Frapper l’autre à la face

Je raconte que je fais de la boxe. Mes amis sont intéressés. Curieux.

-«  Ça fait quoi de recevoir un coup ? »

- « Ça fait mal. »

- « Et ça te fait quoi de donner des coups ? »

Sans attendre ma réponse :

« … moi je pourrais jamais taper sur le visage de quelqu’un. Viser son nez ou son menton ou sa tempe. Là où c’est le plus fragile. Risquer de lui briser le nez, ou une dent. Viser les zones fragiles, vulnérables d’autrui, c’est violent. Moi, je pourrais pas ».

Je leur fais remarquer que sans expérience de la chose, peut-être leur conclusion est-elle prématurée. Peut-être trouveraient-ils au contraire un plaisir inconnu d’eux. Je leur suggère de venir assister à un entraînement. De mettre les gants. Pour voir.

Moi, c’est souvent que j’ai envie de frapper quelqu’un au visage. Je marche dans la rue. Je croise un homme. Souvent un type de mon âge. Avec des lunettes de corne noire, une barbiche bien taillée, l’air content de lui, quinquagénaire, sans doute artiste. J’imagine l’uppercut que je pourrais lui coller au menton. Ou le direct dans le nez. Oui, c’est souvent que j’ai ce genre de pensées dans ma tête.
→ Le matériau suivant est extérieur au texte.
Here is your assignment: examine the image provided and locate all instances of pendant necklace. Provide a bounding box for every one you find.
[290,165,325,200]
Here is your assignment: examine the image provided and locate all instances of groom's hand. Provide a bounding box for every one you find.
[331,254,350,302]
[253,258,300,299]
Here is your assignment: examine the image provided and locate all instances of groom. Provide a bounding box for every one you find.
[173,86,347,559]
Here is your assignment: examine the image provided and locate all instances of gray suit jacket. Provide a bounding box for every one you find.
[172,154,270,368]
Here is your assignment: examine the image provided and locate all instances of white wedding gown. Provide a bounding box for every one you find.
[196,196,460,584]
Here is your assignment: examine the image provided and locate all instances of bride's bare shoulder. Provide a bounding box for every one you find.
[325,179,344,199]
Suis-je le seul possédé par tant de mauvaises pensées ? Pourquoi les gens se sautent-ils si rarement à la gorge ? Les chiens qui s’aboient dessus sitôt l’approche d’un de leurs congénères me semblent plus francs à cet égard.
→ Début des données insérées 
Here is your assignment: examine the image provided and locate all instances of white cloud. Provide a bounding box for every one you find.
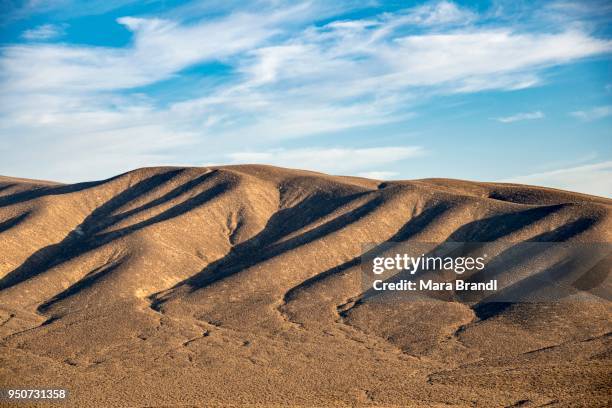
[0,0,612,180]
[503,161,612,197]
[227,146,424,175]
[21,24,65,41]
[408,1,477,26]
[570,105,612,121]
[495,111,544,123]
Hier, j’ai boxé contre Khan. Il est réfugié, afghan, et ne parle que pachtoun et anglais.   Il ne porte ni casque, ni protège-dent. Il a une garde très basse. Je ne parviens pas bien à évaluer son niveau. Je le touche plusieurs fois avec facilité. Mon poing s’écrase sur son nez, sur ses lèvres. Mais il n’a pas peur d’encaisser. Au contraire, il m’incite à ne pas craindre de poursuivre. N’empêche que je manque d’enthousiasme à le contenter. Je sais que son visage est fragile, que s’il se mord la langue, le dommage ne sera pas facilement réparable. J’évite de le frapper au visage, je préfère viser le front, les tempes, le ventre. Son visage me semble, d’une certaine façon, sacré.

Manel, quand nous l’interviewons nous confesse que c’est ce qui lui fait le plus peur dans la boxe. Elle déteste être frappée au visage. Ça la fait sortir d’elle-même. Elle entre alors dans des rages inextinguibles. Elle se dit bagarreuse. Dans la rue, elle va vite à l’affrontement. Mais dans ces cas-là, dit-elle, elle tape la première, vite et fort, pour ne pas prendre le risque de recevoir de coups au visage.
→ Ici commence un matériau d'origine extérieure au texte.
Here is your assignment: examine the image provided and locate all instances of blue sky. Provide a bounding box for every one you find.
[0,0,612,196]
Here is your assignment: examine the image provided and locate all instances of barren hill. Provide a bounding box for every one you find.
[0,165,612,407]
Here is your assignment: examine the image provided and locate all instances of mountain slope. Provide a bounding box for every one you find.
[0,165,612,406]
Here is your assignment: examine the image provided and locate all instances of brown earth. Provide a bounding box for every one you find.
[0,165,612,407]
Il y a quelques années de ça, un dermatologue m’a opéré d’une sorte de grain de beauté pré-cancéreux au visage. Il m’a insensibilisé, et puis j’ai vu le bistouri s’approcher de ma joue. J’étais furieux. Immobile, impuissant, subissant une violence à laquelle en plus j’acquiesçais. J’étais bien obligé d’acquiescer. Il m’a pansé le visage, ensuite j’ai payé l’opération à sa secrétaire. Mais quand j’ai serré la main au dermatologue, j’aurai aussi bien pu le tuer sur place.